1. A system for processing a target document, the system comprising:

a storage device for storing a plurality of words;

a search device for identifying whether any of the words present in the storage device are present in the target document; and

an annotation device for annotating said words located in the target document.

2. A system according to claim 1, further comprising an input device for inputting words from a source document into the storage device, the input device comprising:

a detector for detecting one or more annotated regions in the source document; and

a device for entering one or more words from a detected annotated region of the source document into the storage device.

3. A system according to claim 2, wherein the input device further comprises a capture device for capturing a digital image of a physical source document.

4. A system according to claim 3, wherein the detector is operable to detect annotations in the captured image of the source document.

5. A system according to claim 4, wherein the detector is operable to detect a type of annotation.

6. A system according to claim 5, wherein the type of annotation comprises one of highlighting, underlining, circling, crossing through, bracketing, bolding, italicizing, and coloring.

7. A system according to claim 1, further comprising a capture device for capturing a digital image of a physical target document to be annotated.

8. A system according to claim 1, wherein the annotation device is operable to annotate one or more words in the target document using the same type of annotation as used in a source document from which the words in the storage device are derived.

9. A method of processing a target document, comprising:

storing a plurality of words of interest;

searching the target document to identify whether any of said words of interest are present in the target document; and

annotating said words located in the target document.

10. A method according to claim 9, further comprising inputting words from a source document into the stored words of interest.

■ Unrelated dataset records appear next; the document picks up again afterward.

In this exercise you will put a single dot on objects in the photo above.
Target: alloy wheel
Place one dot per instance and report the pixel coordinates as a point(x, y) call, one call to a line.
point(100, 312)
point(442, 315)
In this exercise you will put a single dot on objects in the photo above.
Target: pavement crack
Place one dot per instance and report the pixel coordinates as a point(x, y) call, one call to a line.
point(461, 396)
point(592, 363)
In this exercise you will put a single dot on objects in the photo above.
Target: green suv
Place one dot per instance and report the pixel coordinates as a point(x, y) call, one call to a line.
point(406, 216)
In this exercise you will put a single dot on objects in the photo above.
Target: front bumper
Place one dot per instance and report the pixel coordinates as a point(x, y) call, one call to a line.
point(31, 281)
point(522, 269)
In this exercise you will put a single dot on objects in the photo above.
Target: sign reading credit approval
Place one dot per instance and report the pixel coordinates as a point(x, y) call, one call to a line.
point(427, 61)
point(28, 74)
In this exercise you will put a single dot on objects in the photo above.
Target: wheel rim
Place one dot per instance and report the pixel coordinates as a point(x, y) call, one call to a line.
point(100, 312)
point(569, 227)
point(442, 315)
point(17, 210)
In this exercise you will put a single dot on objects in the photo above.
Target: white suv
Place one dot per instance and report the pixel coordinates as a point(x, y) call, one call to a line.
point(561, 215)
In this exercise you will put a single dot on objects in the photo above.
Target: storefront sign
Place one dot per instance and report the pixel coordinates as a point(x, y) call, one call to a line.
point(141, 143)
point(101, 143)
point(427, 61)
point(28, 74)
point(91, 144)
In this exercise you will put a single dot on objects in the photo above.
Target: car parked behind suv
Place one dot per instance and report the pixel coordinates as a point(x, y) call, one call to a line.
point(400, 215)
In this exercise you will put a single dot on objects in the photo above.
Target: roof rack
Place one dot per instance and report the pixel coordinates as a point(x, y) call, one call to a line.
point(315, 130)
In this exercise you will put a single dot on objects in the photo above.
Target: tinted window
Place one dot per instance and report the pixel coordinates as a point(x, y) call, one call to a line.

11. A method according to claim 10, further comprising detecting one or more annotated regions in the source document, and entering one or more words from a detected annotated region of the source document into the stored words of interest.

12. A method according to claim 10, further comprising optically capturing a digital image of a physical source document.

13. A method according to claim 11, wherein said detecting comprises detecting annotations in a captured image of the source document.

14. A method according claim to 13, wherein said detecting comprises detecting a type of annotation.

15. A method according to claim 14, wherein the type of annotation detected comprises one of highlighting, underlining, circling, crossing through, bracketing, bolding, italicizing, and coloring.

16. A method according to claim 9, further comprising optically capturing a digital image of a physical target document to be annotated.

17. A method according to claim 9, wherein said annotating comprises annotating one or more words in the target document using the same type of annotation as used in a source document from which stored words are derived.